Posted By BorderExplorer BorderExplorer | 23 days ago
I am really out of my league in this arena; I don't have a business head. So I'm more a listener on this thread, but I want to voice my support for this kind of thinking "outside the box." One aspect of this proposal that I particularly like is that it is taking the current situation's structure and improving it. I do wonder if we will ever be able to dismantle the insurance industry which is so entrenched. If we can work with the system and get health care for everybody, it is fine with me if someone makes money doing it. Thanks for your proposal, firesisle. I'd like to see this get greater exposure.
Reply By firesisle firesisle | 23 days ago
Thanks BE... I'm no fan of the insurance industry, but if we can turn the tables, and make it work for us instead of against us, I think we'd be miles ahead in the game...
Posted By firesisle firesisle | 23 days ago
"You talk about the administrative costs in Medicare and the VA, but they are much more efficient than private insurance. Administrative costs in Medicare are 1-2 cents on the dollar, while private insurance is up around 30 cents of every insurance dollar"

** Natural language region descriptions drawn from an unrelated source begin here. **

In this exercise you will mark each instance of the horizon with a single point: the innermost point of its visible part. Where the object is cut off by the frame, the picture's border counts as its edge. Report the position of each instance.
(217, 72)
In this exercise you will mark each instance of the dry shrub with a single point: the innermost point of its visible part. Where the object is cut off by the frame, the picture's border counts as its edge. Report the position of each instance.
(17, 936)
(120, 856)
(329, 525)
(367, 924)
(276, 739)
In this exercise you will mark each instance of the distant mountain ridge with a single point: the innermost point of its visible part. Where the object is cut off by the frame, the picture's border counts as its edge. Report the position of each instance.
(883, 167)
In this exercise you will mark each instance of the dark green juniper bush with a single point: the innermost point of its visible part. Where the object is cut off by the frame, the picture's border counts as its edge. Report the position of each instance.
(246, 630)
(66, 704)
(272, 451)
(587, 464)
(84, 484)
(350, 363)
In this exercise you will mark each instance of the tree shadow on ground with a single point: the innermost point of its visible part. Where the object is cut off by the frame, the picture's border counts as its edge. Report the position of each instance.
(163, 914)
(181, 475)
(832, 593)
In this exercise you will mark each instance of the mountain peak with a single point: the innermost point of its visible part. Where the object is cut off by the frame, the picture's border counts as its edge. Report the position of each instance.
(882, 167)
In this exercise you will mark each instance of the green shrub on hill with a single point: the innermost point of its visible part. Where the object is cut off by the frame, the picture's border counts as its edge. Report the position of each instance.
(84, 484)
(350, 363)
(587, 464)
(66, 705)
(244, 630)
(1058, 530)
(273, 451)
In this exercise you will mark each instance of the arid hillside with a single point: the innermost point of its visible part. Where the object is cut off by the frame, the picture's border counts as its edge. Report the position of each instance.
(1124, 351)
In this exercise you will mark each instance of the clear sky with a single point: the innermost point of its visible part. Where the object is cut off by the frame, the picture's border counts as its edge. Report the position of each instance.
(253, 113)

Let me try to clarify... if we're not spending any money at all on administration, it's clearly a saving. Under the plan above, the US pays nothing for administration. It's done by the private insurer. Fraud alone, in Medicare is rampant and costs literally billions a year. In the above plan, the private insurers would be on the hook, not the American tax payer.

We would be saving all the administrative costs of initiating a new program, as well as all the administrative costs of the old programs, which is a substantial total.

Taxes shouldn't need to be raised, and here's why: it's far cheaper paying premiums, than trying to fund the actual medical expenses. That's why we buy health insurance in the first place. Under every plan developed so far, the government is paying the actual medical bills, but at ridiculously low rates, similar to Medicare; under the program above,

a) payments to doctors and hospitals would be in line with current front line insurance reimbursements;
b) the total cost of the program would be easy to compute, and budget for since it's based on an equal payment for each person in the US.
c) would provide much better medical coverage than any plan offered so far.
d) fraud, when attempted or completed, would be at the expense of the private insurance companies, not the American tax payer.
e) because of the scope of the membership, only a small portion of the membership would be using maximum benefits, while many would use minimal benefits, and the rest somewhere in between. That's how insurance companies are able to accept our premiums, and still pay out massive medical bills.

Let them keep doing it, but for our benefit as much as theirs. If they get ridiculously rich, who really cares if they can provide first rate health insurance coverage for ever man, woman and child in the US?